The main factors determining the amount were listed above. The exact calculation is complicated, so one is advised to use the built-in calculator available in the My Service Canada Account at the CRA website, which will provide an estimate of the pension payments. For more information about the exact calculation, please refer to Appendix 1.

 

3. Other Benefits

Individuals can also receive other CPP benefits. One of them is the post-retirement benefit. It is received if an individual continues working and contributing to the account after they have started receiving the CPP benefits. This option is only applicable up to the age of 70 (after that one can no longer contribute), and one may opt out after they turn 65. These contributions essentially increase the retirement income. CPP benefits are also paid for other circumstances, like in case of a disability.

 

4. Appendix 1: Formulas
  • Contributions:

The amount of the contributions depends primarily on the income level. There is a minimum and maximum earnings level on which the contributions are based on. The minimum is set at $3,500, while the maximum for 2022 is $64,900 (the maximum changes every January).

The formula for the contributions is to subtract the basic pay-period exemption (the pre-determined exemption for the year, $3,500 for 2021, by the frequency of payments) from the total pensionable income (the gross income plus any taxable benefits). The resulting amount is multiplied by the CPP contribution rate (in 2019 it is 5.1%). The result is the contribution that should be made by the employee. The same amount should be contributed by the employer as well.

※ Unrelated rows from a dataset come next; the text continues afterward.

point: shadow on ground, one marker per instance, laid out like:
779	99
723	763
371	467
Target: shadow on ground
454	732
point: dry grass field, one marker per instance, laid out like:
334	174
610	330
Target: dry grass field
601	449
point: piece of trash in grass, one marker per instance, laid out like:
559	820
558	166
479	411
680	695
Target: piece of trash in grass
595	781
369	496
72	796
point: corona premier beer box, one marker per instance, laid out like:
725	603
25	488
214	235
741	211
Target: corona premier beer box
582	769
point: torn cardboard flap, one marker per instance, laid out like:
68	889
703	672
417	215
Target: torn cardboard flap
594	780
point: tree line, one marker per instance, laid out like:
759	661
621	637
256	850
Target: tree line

Example: An individual has a monthly salary of $1000 and taxable benefits of $200. Then the basic pay-period exemption is $3,500/12 = $291.67, and the pensionable income is $1000 + $200 = $1,200. The employee contribution is ($1,200 - $291.67)x5.1% = $46.33. The total contribution (with the part of the employer) is twice that amount, or $92.66.

  • Benefits:

1. Calculate the number of contributing months. These include all months between you turn 18 (or after January 1966) up to the time you start receiving the CPP benefits, less any month that you receive the CPP disability benefit.

2. Calculate the total adjusted pensionable earnings. For each year, get the unadjusted earnings, divide by the year’s maximum pensionable earnings, and multiply by the average of the last five years’ maximum pensionable earnings.

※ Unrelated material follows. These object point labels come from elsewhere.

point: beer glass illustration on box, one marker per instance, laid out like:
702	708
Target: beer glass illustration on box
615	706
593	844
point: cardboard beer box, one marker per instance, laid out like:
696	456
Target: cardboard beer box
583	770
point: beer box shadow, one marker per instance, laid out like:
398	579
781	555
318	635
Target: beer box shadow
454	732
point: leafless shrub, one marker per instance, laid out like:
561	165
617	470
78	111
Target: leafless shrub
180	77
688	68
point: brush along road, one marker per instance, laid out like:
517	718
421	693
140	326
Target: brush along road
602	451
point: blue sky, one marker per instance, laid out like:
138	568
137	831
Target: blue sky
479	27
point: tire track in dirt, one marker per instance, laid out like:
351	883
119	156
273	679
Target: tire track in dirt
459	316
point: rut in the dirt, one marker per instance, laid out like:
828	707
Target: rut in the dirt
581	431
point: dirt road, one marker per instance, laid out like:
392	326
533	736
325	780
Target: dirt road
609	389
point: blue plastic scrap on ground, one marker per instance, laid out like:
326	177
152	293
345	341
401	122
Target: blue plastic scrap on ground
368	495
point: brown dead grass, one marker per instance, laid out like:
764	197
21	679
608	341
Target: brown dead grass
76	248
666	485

3. Find the “dropout periods”. There is a general dropout for which everyone is eligible, but extra dropouts can also be Child Rearing Provision.

4. Calculate the average monthly pensionable earnings. It is the total adjusted pensionable earnings divided by the number of contributing months after dropout.

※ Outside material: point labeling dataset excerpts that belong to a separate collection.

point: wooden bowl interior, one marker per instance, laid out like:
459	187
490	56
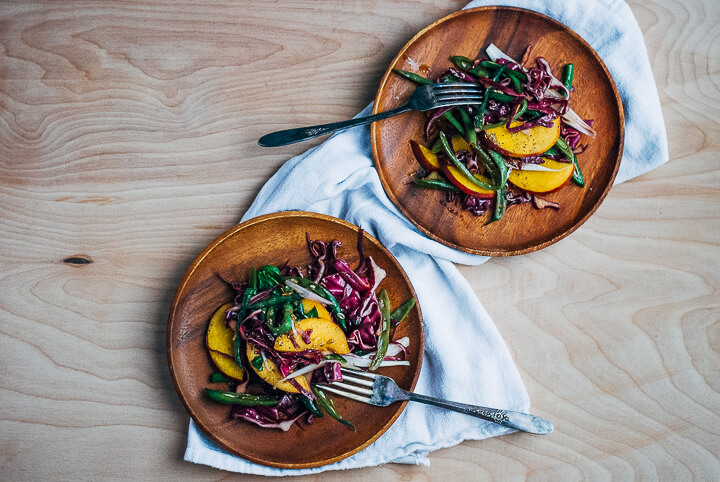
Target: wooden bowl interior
275	239
523	228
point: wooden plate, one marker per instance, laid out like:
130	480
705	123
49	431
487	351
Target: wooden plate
523	229
275	239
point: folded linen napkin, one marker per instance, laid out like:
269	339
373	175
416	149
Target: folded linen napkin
347	186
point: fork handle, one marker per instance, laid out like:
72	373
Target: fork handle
517	420
290	136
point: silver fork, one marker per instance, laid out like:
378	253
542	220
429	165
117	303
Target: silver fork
381	391
425	97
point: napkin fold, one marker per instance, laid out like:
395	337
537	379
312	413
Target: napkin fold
465	357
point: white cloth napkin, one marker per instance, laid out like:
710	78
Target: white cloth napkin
465	360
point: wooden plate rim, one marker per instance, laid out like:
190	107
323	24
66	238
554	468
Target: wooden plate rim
181	291
375	136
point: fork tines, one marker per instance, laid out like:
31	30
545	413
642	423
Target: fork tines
353	392
454	93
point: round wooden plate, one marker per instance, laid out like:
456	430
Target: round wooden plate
276	239
523	229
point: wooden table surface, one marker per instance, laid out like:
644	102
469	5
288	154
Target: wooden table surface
128	138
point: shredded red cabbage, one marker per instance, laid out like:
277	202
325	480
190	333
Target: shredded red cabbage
282	416
328	373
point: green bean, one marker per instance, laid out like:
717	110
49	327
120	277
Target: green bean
480	72
568	153
218	378
463	63
521	110
439	184
568	75
500	199
505	70
470	134
385	326
454	122
312	406
273	300
491	126
327	404
461	167
418	79
322	292
250	291
403	310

5. Calculate the retirement for benefit calculation. It is 25% of the average monthly pensionable earnings. This is the amount if you start receiving the pension at the age of 65.

6. Adjust if starting at another year. Adjust that amount up (by 0.7% per month) or down (by 0.6% per month) if you start after or before turning 65. Note that if you start after 65 there will be an additional dropout provision.